It is a common misconception, not only for outsiders but also the individual, that once one is eating again, they are ‘recovered’ or ‘cured’. Whilst the act of eating is a challenge, the thoughts and torment are present before, during and after. Dealing with the ED voice once you have eaten can be incredibly distressing: making us feel guilty and ‘fat’.
I want to establish the clear difference between normal food guilt, and guilt for somebody with an eating disorder. Imagine you have gone to dinner with your family or friends, and your order steak for your main and a brownie for dessert. Once you have finished, you may feel bloated and recognise you have eaten past fullness. Therefore, you make a few jokes about how you shouldn’t have ordered the dessert and need to make up for it tomorrow. You may have a bit of food guilt that evening, and possibly the next day. However, after one or two days it doesn’t even cross your mind.
Now imagine waking up, and your first thought being: “I can’t eat anything for the next few days, I finished my plate at dinner time.” Or “I’m dreading food today, that lunch made me gain loads of weight.” And we’re talking about a regular portion of food made at home. Then breakfast comes. You eat, because you remind yourself of all the reasons to not engage with the ED. You finish, and now you’re questioning if you should’ve left a few spoonsful because it made you look greedy. Lunch: you eat, and you finish. Now you feel uncomfortably full; bloated. You’ve eaten a small bowl of soup and one slice of bread, yet you can feel yourself gaining weight by the second. Repeat this at dinner time, now you are sat with your thoughts. Your ED is saying you’re a failure; you’re going to put on five pounds every day you eat like this. You go to sleep with the same thoughts and wake up to repeat the cycle again. It sounds exhausting, doesn’t it? But we keep facing the same fight again and again, with the hope that with each day the struggle becomes less.
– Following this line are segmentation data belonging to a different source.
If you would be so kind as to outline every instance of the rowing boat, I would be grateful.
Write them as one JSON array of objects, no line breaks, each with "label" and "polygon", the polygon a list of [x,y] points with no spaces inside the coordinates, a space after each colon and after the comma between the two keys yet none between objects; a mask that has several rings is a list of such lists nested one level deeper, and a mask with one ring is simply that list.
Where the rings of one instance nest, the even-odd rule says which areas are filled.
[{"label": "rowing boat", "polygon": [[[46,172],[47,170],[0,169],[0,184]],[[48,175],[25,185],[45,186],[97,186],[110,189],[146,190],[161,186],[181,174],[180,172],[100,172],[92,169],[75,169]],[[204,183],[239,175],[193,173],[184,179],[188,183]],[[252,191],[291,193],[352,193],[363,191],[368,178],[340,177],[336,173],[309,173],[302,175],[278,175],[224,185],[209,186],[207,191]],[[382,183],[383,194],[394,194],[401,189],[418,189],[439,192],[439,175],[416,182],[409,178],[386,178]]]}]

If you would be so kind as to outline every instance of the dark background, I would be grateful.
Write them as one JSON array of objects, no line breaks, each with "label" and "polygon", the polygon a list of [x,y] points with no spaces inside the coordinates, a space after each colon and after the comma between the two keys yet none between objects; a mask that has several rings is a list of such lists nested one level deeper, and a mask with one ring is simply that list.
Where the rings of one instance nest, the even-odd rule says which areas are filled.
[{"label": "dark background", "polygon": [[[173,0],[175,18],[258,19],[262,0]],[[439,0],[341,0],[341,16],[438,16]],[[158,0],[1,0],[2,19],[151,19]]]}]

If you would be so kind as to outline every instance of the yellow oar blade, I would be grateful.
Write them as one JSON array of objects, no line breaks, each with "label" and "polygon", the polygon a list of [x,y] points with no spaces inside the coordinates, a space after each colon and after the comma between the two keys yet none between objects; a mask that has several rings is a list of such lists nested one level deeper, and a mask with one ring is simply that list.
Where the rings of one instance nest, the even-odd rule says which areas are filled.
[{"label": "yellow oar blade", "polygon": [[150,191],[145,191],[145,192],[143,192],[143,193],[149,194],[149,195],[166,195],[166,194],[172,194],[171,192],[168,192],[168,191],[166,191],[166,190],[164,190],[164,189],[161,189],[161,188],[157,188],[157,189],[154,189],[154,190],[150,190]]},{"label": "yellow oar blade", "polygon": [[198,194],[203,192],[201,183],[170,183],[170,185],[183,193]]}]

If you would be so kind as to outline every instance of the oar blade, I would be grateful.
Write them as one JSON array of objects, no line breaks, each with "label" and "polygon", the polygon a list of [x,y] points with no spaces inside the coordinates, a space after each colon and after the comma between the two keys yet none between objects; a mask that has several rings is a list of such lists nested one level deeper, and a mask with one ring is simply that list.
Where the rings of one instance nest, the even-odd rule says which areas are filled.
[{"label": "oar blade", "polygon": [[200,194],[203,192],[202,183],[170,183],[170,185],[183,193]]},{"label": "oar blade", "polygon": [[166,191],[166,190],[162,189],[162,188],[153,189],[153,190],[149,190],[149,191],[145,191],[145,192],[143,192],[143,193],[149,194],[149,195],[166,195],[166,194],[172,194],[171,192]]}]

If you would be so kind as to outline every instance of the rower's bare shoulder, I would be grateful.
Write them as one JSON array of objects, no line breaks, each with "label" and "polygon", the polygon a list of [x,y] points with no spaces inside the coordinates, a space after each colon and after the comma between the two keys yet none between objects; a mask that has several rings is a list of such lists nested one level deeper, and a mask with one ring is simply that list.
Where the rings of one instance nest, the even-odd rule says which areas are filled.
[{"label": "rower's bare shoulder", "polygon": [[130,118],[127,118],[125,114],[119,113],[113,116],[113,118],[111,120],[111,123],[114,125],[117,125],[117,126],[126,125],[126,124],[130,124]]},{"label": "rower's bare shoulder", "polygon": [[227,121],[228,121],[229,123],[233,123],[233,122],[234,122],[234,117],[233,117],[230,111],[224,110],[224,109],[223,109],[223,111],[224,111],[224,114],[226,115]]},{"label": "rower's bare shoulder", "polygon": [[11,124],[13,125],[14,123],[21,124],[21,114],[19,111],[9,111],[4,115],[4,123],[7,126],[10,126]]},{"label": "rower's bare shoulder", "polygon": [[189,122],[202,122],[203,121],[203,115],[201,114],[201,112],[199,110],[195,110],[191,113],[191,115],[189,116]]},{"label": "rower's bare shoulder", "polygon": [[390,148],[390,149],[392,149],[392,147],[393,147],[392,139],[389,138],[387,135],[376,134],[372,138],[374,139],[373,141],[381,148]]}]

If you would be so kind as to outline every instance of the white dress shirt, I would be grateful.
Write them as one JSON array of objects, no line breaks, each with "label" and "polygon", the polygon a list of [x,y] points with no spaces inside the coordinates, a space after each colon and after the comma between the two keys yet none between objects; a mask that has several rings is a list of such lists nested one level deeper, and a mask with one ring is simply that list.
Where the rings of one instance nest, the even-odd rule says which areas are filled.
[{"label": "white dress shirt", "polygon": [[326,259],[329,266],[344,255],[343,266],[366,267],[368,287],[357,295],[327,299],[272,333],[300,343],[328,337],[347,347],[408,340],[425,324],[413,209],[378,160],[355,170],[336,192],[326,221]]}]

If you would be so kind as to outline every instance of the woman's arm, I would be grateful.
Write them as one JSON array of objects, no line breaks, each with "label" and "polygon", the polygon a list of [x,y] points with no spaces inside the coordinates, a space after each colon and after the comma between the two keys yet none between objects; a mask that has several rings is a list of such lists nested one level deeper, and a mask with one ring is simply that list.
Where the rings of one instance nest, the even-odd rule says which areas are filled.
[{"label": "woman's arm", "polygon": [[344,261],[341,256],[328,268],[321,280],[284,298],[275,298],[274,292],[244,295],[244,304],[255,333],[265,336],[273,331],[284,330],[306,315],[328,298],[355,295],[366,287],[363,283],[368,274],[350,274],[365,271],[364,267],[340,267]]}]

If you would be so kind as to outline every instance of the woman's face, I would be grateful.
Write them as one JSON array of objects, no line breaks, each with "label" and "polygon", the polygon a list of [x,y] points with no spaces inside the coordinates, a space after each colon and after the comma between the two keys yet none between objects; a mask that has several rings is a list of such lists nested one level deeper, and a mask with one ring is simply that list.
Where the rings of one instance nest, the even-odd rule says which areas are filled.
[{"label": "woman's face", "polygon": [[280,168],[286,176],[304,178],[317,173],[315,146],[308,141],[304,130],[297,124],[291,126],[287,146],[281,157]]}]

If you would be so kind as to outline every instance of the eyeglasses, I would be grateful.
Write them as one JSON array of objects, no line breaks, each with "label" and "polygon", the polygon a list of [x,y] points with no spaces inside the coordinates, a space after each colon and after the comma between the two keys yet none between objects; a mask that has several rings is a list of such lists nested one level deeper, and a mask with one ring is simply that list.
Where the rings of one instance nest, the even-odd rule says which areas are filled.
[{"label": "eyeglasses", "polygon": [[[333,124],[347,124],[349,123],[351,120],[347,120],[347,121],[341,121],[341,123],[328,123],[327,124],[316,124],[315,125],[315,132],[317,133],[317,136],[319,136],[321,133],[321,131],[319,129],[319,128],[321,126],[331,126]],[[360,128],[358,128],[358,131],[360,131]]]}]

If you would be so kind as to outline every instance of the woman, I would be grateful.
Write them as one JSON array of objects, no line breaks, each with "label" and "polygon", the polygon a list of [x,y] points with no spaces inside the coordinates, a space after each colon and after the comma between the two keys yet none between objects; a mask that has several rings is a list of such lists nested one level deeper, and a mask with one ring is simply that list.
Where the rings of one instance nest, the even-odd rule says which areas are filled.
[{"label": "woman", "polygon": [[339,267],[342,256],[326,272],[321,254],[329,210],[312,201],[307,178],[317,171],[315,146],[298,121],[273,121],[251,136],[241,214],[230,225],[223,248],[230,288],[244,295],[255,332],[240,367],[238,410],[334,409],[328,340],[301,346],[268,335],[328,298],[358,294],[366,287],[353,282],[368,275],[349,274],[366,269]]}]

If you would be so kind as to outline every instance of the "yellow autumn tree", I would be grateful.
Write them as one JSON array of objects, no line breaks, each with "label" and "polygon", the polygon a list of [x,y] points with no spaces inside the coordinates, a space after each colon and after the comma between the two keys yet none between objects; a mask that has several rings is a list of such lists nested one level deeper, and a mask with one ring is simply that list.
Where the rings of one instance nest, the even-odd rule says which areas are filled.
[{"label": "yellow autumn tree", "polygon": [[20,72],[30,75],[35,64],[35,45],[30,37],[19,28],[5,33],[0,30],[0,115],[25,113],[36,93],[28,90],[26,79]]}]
So, no, we are not ‘better’ because you see us eat, or we look ‘well’. An eating disorder is a mental illness, and the suffering can be invisible to others; that does not mean it isn’t present.
Recovery is the time we need the most support; we are doing everything our mind is telling us not to, we are having the same internal fight every single bite we take. Please be thoughtful and remember we may still need your guidance and encouragement. And for those with an eating disorder, I know eating can trigger your ED to convince you “You were never sick in the first place.” But remember these thoughts in itself are disordered, and a healthy person wouldn’t think this way. Don’t be afraid to reach out for help because you fear the judgment of others or don’t feel valid. Recovering from an ED is so tough, and you are doing amazing just by actively choosing recovery each day.